Well basicly ive been using a small 16" monitor for almost 6 moths @ RESOLUTION  of 1280 x1024 and all was peachy unitl i plugged in my new samsung syncmaster p2450, 24" you see when im in windows i can change the resolution upto 1920x1080 but the problem is whenever i reboot, when at windows login screen it starts at that resolution for only a second then automaticly reverts to 1280x1024 , im using the latest possible drivers of the monitor(installed after the problem started),
got latest catalyst 11.8 and all win7 updates installed but this problem sticks

System specs
sapphire Amd radeon hd 6950 2gb
win7 64bit
asus crosshair iv formula motherboard
amd phenom ii x4 970 be 3.5ghz processor

what could be the problem? drivers?, windows? catalyst? faulty monitor?

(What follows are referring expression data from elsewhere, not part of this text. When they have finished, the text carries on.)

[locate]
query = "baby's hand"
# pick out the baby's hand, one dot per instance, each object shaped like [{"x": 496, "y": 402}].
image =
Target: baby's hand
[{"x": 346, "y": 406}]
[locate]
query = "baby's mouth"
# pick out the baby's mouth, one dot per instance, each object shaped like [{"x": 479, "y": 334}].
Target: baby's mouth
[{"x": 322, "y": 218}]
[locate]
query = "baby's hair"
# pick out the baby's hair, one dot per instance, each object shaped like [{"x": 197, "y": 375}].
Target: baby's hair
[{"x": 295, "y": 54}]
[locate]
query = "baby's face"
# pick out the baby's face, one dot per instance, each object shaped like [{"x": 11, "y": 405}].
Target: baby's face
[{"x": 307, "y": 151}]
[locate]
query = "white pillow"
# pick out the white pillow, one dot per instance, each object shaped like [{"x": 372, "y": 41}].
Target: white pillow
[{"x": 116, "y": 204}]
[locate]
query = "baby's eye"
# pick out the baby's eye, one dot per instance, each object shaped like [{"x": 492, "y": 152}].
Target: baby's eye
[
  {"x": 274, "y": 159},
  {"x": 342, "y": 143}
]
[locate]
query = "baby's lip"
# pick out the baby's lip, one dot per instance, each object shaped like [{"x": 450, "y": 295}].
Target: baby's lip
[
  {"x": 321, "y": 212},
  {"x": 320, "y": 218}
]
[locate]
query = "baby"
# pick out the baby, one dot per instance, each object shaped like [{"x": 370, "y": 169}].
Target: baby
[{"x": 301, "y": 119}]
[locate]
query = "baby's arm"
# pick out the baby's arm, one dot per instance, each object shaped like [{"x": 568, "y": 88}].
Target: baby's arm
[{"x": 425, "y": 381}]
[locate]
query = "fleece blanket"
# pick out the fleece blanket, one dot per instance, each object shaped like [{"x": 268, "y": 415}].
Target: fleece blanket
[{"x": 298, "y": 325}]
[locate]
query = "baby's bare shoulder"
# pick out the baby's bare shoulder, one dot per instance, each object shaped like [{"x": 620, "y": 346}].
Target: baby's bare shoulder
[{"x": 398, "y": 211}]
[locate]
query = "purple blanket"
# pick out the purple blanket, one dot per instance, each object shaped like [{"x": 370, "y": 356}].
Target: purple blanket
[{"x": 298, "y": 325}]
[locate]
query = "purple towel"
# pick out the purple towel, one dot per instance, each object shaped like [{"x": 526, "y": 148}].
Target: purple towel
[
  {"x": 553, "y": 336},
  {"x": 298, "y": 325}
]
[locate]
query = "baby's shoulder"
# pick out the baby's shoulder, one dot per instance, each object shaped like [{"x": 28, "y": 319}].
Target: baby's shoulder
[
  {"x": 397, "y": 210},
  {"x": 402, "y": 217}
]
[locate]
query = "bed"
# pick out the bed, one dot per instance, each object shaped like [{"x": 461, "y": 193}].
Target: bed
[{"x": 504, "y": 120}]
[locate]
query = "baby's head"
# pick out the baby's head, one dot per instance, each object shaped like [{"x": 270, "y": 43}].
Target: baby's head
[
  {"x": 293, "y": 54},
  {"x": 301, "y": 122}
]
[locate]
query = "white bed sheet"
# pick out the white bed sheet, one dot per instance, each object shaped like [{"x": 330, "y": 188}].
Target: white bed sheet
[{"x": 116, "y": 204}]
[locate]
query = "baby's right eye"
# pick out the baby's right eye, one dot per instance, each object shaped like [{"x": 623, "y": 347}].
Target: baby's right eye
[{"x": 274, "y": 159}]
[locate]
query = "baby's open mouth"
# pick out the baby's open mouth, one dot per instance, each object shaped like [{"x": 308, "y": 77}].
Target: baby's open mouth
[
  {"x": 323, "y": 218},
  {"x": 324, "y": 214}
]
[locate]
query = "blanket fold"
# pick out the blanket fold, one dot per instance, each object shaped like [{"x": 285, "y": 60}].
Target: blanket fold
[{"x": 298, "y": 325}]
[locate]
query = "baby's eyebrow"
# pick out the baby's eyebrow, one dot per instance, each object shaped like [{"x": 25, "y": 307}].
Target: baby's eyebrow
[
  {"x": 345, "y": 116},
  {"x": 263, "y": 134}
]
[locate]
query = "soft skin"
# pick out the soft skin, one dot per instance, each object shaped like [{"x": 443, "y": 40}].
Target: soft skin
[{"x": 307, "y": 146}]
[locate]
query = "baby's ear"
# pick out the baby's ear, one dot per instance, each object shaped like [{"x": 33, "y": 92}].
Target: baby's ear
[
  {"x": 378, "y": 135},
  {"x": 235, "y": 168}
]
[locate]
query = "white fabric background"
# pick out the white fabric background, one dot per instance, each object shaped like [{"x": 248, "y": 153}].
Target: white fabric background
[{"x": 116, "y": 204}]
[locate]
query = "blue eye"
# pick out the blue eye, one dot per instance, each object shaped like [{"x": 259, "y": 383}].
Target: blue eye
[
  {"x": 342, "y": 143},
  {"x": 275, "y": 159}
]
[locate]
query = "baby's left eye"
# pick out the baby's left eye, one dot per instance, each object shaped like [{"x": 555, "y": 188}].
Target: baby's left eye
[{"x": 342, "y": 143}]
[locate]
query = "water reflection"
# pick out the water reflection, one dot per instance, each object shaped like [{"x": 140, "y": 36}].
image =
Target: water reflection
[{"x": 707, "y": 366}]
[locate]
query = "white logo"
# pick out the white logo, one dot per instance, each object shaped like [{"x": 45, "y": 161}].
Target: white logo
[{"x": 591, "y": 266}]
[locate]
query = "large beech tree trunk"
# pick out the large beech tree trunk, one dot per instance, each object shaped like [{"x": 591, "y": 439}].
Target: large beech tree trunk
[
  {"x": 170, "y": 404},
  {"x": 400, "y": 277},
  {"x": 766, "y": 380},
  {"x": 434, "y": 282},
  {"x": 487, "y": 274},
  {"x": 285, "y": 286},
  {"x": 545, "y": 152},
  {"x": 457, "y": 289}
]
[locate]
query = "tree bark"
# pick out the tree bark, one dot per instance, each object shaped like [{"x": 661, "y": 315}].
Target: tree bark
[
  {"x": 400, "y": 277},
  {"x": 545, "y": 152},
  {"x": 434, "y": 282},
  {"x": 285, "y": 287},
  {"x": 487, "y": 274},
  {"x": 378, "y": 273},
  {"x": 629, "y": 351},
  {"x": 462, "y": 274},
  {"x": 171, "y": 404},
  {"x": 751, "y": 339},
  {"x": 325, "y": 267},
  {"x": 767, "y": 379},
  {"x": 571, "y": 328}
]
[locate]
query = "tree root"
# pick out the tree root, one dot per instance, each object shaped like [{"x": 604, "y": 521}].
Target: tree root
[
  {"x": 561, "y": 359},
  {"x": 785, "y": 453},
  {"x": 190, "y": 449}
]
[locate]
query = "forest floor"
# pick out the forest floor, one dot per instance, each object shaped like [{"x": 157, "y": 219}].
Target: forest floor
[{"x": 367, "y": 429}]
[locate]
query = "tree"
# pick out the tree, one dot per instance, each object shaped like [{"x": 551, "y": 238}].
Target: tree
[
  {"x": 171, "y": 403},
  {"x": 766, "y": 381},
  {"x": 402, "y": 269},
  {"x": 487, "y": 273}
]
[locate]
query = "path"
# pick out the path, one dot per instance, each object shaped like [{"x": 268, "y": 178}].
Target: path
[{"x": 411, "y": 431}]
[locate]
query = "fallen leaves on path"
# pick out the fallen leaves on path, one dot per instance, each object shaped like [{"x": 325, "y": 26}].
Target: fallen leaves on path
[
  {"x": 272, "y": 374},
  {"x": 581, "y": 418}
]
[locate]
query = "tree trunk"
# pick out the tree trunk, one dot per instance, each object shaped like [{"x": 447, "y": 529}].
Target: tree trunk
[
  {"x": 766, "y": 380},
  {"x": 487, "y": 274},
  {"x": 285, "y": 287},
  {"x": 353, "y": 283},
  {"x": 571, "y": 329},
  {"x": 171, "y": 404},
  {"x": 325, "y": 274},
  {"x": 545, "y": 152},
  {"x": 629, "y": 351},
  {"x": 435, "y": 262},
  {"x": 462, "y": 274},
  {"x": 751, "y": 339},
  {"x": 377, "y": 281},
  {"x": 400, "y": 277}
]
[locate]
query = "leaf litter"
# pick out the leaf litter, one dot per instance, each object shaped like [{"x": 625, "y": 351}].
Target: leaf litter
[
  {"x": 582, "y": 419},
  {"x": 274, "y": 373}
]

Any help would be appreciated


----------



## Mr McC (Sep 22, 2011)

Have you tried changing desktop properties in CCC?


----------



## NameonPrime (Sep 22, 2011)

its all in factory defaults and besides its just the matter of resolution, i log in, apply 1920x1080,
reboot, windows loading screen and the 1st second of windows login screen are in 1920x1080, then screen blacks out for a second and comes back with 1280x1024, what could it be , is it remembering my old resolution?, could driver reinstall(windows reinstall) fix it, to me it looks like a process that starts takes over at login screen, could it be a faulty monitor, i dont think its somethin to be done in ccc


----------



## Mr McC (Sep 22, 2011)

What is the resolution set to within Catalyst in Desktop Management > Desktop Properties?


----------



## qubit (Sep 22, 2011)

This is the weirdest video bug I've heard of in a long time. 

I recommend reinstalling your video drivers. It might also not be a bad idea to get the latest chipset drivers for your mobo either, although they are unlikely to affect this.


----------



## NameonPrime (Sep 22, 2011)

in catalyst desktop mangement its same as windows,


----------



## Mr McC (Sep 22, 2011)

Well so much for that, the only thing I can suggest is to follow quibit's advice and reinstall the drivers. I would use E-rocker's guide, stickied at the top of the graphics section. Good luck.


----------



## NameonPrime (Sep 22, 2011)

when is the new catalyst 11.9 coming out its the only thing holding me back from a windows reinstall

my system has gone through alot of "physical" and "mental" abuse throughout its short 10 month life

time to start on a clean slate


----------